Una dimensione più ampia

Nel dibattito in corso sull‘unicità della Shoah viene imputato a molti ebrei di essere testimoni di una cultura nazionale, in contrapposizione ad altre culture “universali”. La contrapposizione tra universalismo e particolarismo è per molti versi una lettura della realtà estranea alla Tradizione ebraica per la quale non esiste una dicotomia tra universale e particolare. Dalla Torah in avanti i nostri testi presentano i protagonisti come archetipi di paradigmi identitari e culturali. Dobbiamo immaginare di guardare ai personaggi e agli episodi come in un enorme caleidoscopio. Quando la Torah parla di un personaggio particolare è come se facesse uno zoom su una parte di uno scenario universale. Perciò quando si parla del popolo ebraico e delle altre nazioni si designano due protagonisti di un confronto in cui ciascuno assume un’identità ancorata a un percorso specifico e la cui rappresentazione è anche una diversa modalità di leggere il mondo e di interpretare eventi della storia. Non dimentichiamo che Avràm, Abramo, estende il suo nome diventando Avraham, padre di numerose genti, un autentico precursore dell’universalismo, solamente dopo avere cercato una sua dimensione individuale e particolare. La dimensione universale, nella tradizione ebraica, non può essere raggiunta se prima non si individua la propria ipseità. “…Il linguaggio è un rapporto tra termini separati…” scrive E. Lévinas in Totalità e Infinito (Jaca Book 1983). Ma si sa, del resto, è molto più facile “amare il mondo intero” che il proprio vicino di casa con il quale si deve convivere giorno dopo giorno. Credo che il dibattito in corso sull’unicità della Shoah, al di là degli studi storici di cui non sono esperto, può essere compreso solo alla luce di una dimensione più ampia e in termini più generali sull’unicità della storia ebraica.
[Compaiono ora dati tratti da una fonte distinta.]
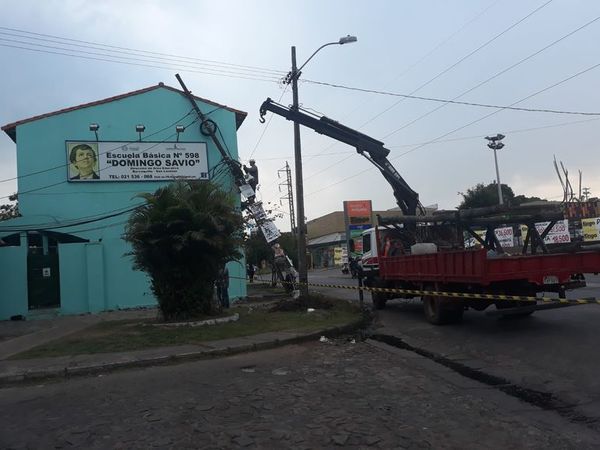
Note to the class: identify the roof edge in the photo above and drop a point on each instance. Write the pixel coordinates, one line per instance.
(10, 129)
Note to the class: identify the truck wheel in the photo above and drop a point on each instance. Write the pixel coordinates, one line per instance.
(379, 300)
(439, 312)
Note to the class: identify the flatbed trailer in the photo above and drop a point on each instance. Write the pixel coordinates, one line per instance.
(475, 267)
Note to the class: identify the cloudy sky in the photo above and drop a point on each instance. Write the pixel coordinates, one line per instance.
(532, 54)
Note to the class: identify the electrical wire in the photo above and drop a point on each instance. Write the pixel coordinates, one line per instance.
(130, 58)
(445, 102)
(450, 67)
(462, 138)
(71, 223)
(461, 127)
(65, 181)
(102, 153)
(455, 102)
(177, 68)
(497, 74)
(468, 55)
(138, 51)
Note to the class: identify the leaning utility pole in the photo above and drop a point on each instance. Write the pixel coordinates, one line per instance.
(289, 194)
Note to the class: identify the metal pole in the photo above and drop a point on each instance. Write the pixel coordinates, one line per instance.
(498, 178)
(301, 227)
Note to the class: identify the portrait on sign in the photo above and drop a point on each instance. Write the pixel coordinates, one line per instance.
(83, 161)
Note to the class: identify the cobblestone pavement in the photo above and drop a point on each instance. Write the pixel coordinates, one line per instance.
(317, 395)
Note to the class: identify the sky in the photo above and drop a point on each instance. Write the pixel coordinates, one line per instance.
(532, 54)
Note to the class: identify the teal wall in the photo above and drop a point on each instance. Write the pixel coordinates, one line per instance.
(13, 292)
(98, 276)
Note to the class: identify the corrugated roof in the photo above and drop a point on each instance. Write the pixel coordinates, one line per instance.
(327, 239)
(11, 128)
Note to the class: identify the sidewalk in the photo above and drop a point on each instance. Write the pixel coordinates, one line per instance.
(17, 337)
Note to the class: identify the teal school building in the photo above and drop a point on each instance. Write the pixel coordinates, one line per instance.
(79, 170)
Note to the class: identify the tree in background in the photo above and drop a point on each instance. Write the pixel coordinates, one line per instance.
(258, 250)
(10, 210)
(485, 195)
(482, 195)
(181, 237)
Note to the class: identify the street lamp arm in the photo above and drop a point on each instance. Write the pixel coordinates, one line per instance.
(316, 51)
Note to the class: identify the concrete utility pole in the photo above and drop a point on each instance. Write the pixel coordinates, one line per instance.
(292, 78)
(289, 194)
(495, 144)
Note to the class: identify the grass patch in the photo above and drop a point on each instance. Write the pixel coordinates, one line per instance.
(128, 335)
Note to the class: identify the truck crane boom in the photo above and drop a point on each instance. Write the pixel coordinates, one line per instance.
(372, 149)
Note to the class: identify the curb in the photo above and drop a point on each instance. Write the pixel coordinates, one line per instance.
(30, 377)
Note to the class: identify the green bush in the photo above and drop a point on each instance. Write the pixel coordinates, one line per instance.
(181, 237)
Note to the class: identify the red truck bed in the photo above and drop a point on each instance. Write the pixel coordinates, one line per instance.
(474, 266)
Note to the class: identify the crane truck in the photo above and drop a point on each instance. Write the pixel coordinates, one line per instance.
(425, 252)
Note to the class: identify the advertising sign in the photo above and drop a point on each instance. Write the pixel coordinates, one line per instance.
(269, 230)
(358, 211)
(559, 233)
(591, 229)
(357, 217)
(337, 256)
(505, 236)
(136, 161)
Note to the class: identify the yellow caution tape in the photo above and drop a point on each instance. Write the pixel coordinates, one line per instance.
(420, 293)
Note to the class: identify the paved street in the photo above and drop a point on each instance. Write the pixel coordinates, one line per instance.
(554, 351)
(318, 395)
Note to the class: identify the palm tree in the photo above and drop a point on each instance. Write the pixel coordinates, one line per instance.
(181, 237)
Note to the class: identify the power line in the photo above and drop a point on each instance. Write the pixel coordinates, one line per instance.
(472, 89)
(133, 51)
(129, 142)
(143, 59)
(485, 44)
(455, 102)
(495, 76)
(462, 138)
(423, 58)
(205, 72)
(468, 55)
(73, 222)
(462, 127)
(64, 181)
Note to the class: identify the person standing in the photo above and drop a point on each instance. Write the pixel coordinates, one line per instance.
(253, 172)
(223, 287)
(250, 270)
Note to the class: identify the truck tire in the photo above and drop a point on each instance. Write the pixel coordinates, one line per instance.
(379, 300)
(439, 312)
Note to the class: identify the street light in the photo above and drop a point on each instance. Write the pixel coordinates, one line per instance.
(292, 77)
(495, 144)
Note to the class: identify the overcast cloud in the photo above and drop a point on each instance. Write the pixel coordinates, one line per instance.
(401, 45)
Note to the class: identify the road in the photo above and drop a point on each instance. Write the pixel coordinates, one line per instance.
(335, 394)
(553, 352)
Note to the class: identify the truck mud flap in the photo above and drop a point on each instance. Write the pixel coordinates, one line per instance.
(519, 310)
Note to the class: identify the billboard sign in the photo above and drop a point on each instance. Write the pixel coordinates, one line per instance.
(591, 229)
(504, 235)
(559, 233)
(357, 218)
(136, 161)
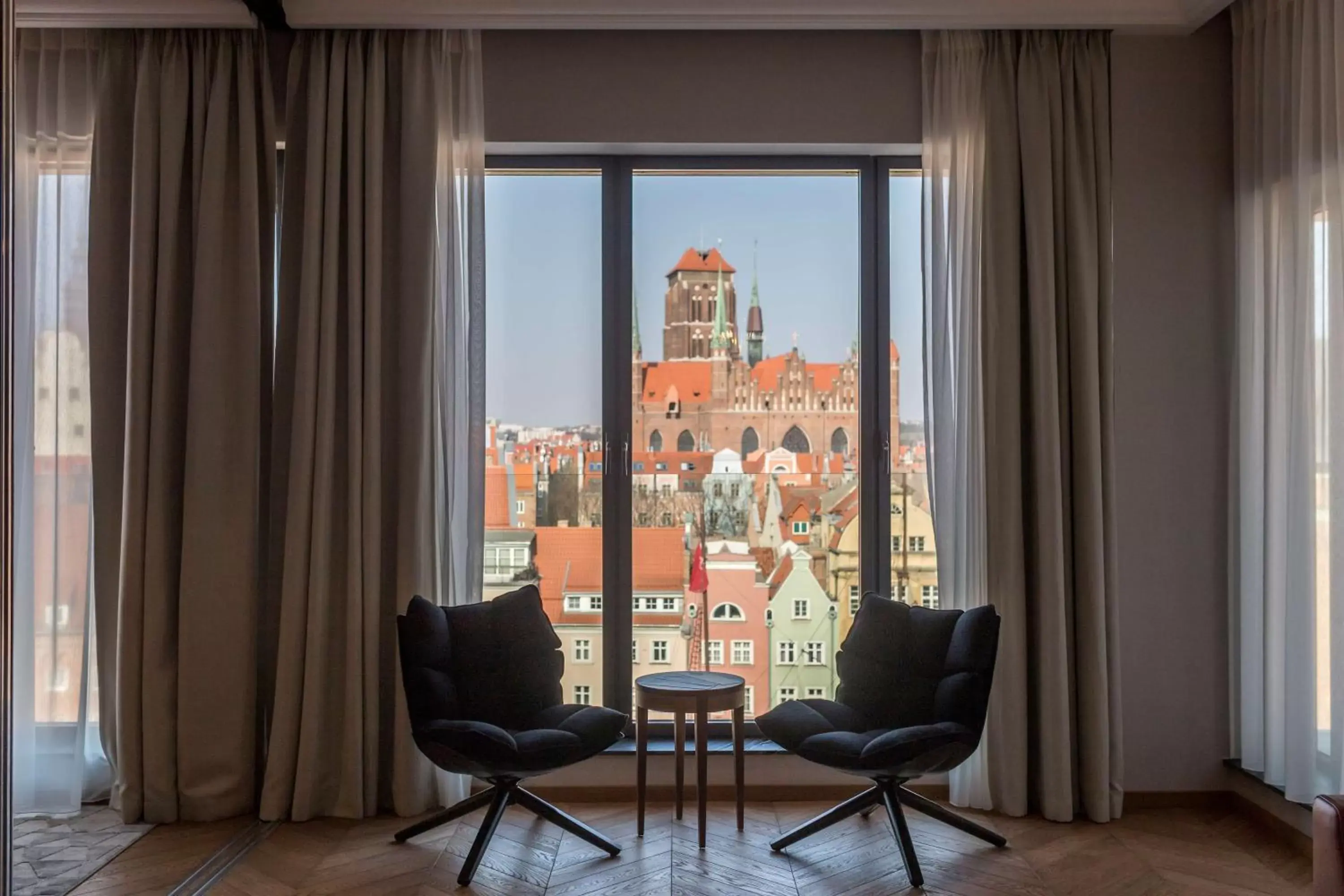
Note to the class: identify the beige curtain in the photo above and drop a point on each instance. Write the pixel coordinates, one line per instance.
(371, 254)
(181, 283)
(1019, 304)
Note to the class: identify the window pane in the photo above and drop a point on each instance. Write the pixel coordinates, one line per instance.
(745, 386)
(914, 567)
(543, 398)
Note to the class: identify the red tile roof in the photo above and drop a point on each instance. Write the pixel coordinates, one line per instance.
(769, 370)
(698, 261)
(765, 560)
(842, 524)
(780, 573)
(570, 559)
(685, 382)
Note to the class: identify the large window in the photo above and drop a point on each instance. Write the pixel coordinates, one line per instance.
(745, 401)
(543, 402)
(693, 367)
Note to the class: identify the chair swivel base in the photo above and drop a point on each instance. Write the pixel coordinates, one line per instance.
(500, 796)
(890, 794)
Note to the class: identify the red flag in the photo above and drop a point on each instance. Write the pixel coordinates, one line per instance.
(699, 578)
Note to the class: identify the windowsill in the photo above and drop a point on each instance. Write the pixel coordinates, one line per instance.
(664, 745)
(1236, 765)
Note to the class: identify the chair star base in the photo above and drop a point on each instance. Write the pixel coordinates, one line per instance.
(890, 794)
(499, 797)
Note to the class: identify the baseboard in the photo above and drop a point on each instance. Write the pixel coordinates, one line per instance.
(1206, 800)
(1271, 823)
(724, 793)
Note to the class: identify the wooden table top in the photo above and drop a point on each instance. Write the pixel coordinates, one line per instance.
(690, 683)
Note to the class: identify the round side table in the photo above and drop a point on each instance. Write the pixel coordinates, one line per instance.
(679, 694)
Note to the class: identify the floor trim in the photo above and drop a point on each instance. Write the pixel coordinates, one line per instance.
(214, 868)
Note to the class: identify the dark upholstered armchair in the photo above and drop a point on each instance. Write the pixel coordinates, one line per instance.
(483, 688)
(914, 689)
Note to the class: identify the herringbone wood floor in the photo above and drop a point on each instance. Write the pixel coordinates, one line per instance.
(1156, 852)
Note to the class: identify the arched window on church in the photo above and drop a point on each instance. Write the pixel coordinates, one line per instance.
(750, 441)
(840, 443)
(796, 441)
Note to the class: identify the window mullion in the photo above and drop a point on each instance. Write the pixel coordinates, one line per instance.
(617, 334)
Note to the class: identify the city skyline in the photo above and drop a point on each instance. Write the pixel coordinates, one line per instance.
(543, 277)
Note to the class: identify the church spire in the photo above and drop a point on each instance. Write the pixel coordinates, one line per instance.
(756, 327)
(635, 318)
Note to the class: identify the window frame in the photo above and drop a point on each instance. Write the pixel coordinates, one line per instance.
(873, 437)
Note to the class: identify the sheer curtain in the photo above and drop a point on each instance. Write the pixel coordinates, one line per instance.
(1288, 621)
(379, 405)
(58, 758)
(953, 257)
(1017, 233)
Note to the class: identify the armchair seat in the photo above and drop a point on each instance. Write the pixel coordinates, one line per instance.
(554, 738)
(832, 734)
(483, 692)
(912, 700)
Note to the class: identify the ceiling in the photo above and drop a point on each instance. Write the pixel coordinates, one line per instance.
(1124, 15)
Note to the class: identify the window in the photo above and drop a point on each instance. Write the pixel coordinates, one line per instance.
(658, 605)
(715, 653)
(61, 680)
(744, 653)
(551, 263)
(543, 254)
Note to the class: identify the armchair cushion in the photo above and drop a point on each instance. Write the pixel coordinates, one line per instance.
(835, 735)
(557, 737)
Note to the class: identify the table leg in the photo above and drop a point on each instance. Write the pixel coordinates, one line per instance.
(679, 732)
(642, 762)
(738, 763)
(702, 762)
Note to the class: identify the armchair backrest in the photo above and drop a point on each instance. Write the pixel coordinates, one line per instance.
(498, 661)
(905, 665)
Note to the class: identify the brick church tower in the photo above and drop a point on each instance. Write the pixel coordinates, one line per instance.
(691, 306)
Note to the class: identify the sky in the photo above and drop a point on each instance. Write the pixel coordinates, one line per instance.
(543, 276)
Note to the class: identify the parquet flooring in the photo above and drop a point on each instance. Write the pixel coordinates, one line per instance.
(163, 857)
(1155, 852)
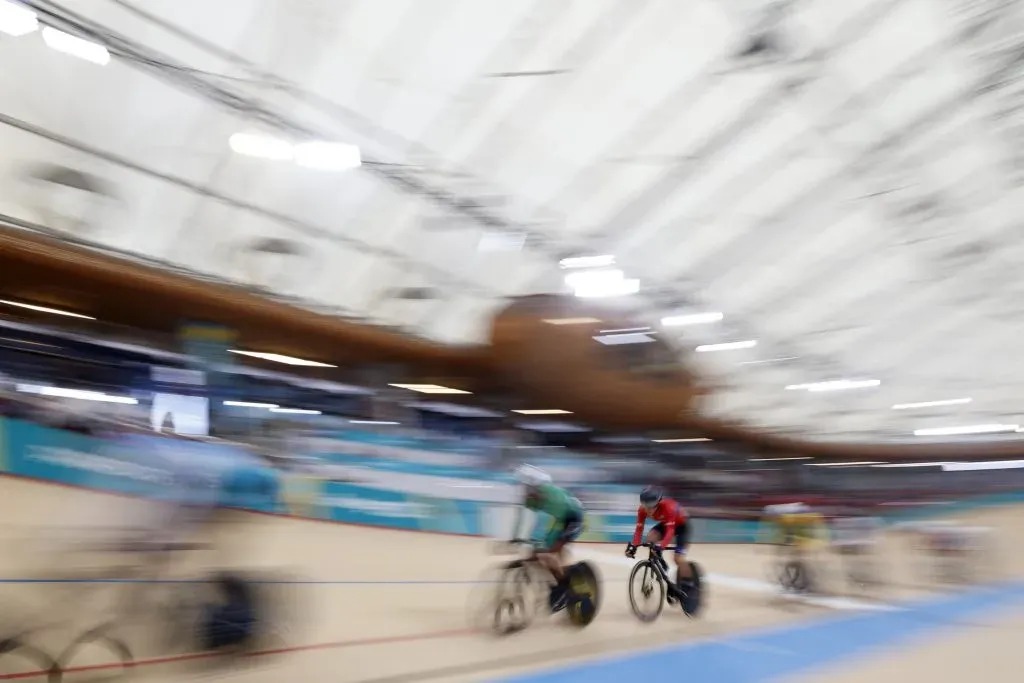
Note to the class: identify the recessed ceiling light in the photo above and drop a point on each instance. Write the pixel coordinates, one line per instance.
(727, 346)
(834, 385)
(287, 359)
(428, 388)
(968, 429)
(678, 440)
(692, 318)
(45, 309)
(628, 338)
(931, 403)
(249, 403)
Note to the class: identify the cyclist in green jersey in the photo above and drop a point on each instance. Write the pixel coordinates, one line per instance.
(566, 523)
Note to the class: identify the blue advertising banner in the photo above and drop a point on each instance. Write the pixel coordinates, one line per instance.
(137, 464)
(361, 505)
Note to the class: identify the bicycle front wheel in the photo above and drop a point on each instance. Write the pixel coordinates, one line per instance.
(646, 591)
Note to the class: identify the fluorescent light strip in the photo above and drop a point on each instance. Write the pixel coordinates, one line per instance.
(772, 460)
(767, 360)
(428, 388)
(45, 309)
(628, 338)
(646, 330)
(75, 46)
(835, 385)
(16, 20)
(572, 321)
(82, 394)
(287, 359)
(985, 465)
(249, 403)
(931, 403)
(727, 346)
(678, 440)
(693, 318)
(968, 429)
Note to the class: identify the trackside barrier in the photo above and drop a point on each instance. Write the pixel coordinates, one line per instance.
(138, 465)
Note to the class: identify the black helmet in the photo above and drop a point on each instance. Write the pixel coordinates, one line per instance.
(650, 496)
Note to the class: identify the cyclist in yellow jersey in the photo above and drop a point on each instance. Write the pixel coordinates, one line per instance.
(797, 530)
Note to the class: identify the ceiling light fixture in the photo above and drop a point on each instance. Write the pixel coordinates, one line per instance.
(983, 465)
(628, 330)
(75, 46)
(969, 429)
(834, 385)
(767, 360)
(45, 309)
(931, 403)
(286, 359)
(428, 388)
(772, 460)
(692, 318)
(58, 392)
(630, 338)
(678, 440)
(16, 20)
(726, 346)
(588, 261)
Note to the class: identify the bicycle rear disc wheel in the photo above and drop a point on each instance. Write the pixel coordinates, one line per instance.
(646, 588)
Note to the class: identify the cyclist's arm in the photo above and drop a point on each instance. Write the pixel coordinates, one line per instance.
(641, 518)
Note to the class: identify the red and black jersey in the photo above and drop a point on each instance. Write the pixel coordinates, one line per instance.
(668, 512)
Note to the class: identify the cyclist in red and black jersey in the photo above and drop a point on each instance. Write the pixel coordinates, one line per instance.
(673, 522)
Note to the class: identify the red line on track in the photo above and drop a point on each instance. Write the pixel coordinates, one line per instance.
(195, 656)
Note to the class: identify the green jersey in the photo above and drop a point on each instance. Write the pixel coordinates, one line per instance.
(553, 501)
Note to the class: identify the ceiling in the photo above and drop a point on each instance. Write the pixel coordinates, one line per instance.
(838, 179)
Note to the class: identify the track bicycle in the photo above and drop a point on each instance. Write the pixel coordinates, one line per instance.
(525, 588)
(654, 583)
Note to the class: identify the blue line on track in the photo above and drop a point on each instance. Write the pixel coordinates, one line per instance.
(776, 653)
(297, 582)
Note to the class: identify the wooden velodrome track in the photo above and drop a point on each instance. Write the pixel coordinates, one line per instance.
(378, 606)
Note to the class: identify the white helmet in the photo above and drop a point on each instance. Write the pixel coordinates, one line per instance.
(531, 476)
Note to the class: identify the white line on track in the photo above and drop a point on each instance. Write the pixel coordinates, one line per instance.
(752, 586)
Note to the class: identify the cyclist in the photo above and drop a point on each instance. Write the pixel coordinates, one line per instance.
(673, 522)
(566, 523)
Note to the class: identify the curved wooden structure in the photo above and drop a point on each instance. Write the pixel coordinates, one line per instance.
(556, 366)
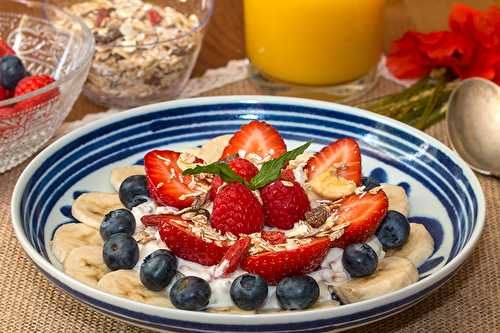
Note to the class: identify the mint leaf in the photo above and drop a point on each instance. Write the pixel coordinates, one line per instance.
(271, 170)
(218, 168)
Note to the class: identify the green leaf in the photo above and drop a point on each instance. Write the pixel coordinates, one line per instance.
(271, 170)
(218, 168)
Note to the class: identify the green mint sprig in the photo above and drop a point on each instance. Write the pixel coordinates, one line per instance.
(269, 172)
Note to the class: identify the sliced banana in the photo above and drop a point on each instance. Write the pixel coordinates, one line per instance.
(329, 186)
(392, 274)
(119, 174)
(212, 150)
(398, 200)
(86, 264)
(90, 208)
(126, 283)
(418, 247)
(71, 236)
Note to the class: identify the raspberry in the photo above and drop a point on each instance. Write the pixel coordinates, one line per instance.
(237, 210)
(285, 203)
(287, 174)
(274, 237)
(30, 84)
(243, 168)
(214, 187)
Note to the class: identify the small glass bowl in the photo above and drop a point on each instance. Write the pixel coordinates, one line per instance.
(127, 75)
(50, 42)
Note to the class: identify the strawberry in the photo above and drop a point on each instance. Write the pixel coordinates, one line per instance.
(364, 212)
(256, 137)
(344, 155)
(273, 266)
(214, 187)
(30, 84)
(152, 220)
(285, 203)
(287, 174)
(243, 168)
(274, 237)
(237, 210)
(5, 93)
(5, 49)
(166, 183)
(233, 257)
(186, 245)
E qui la dialettica tra i diversi interlocutori rischia di arrestarsi, almeno per molti ebrei, perché si inserisce un punto che indubbiamente concerne la fede in una regia trascendentale della nostra storia e nel riconoscimento della miracolosa sopravvivenza del popolo ebraico e della sua resilienza culturale e religiosa nonostante le sofferenze inflitte dalla storia universale.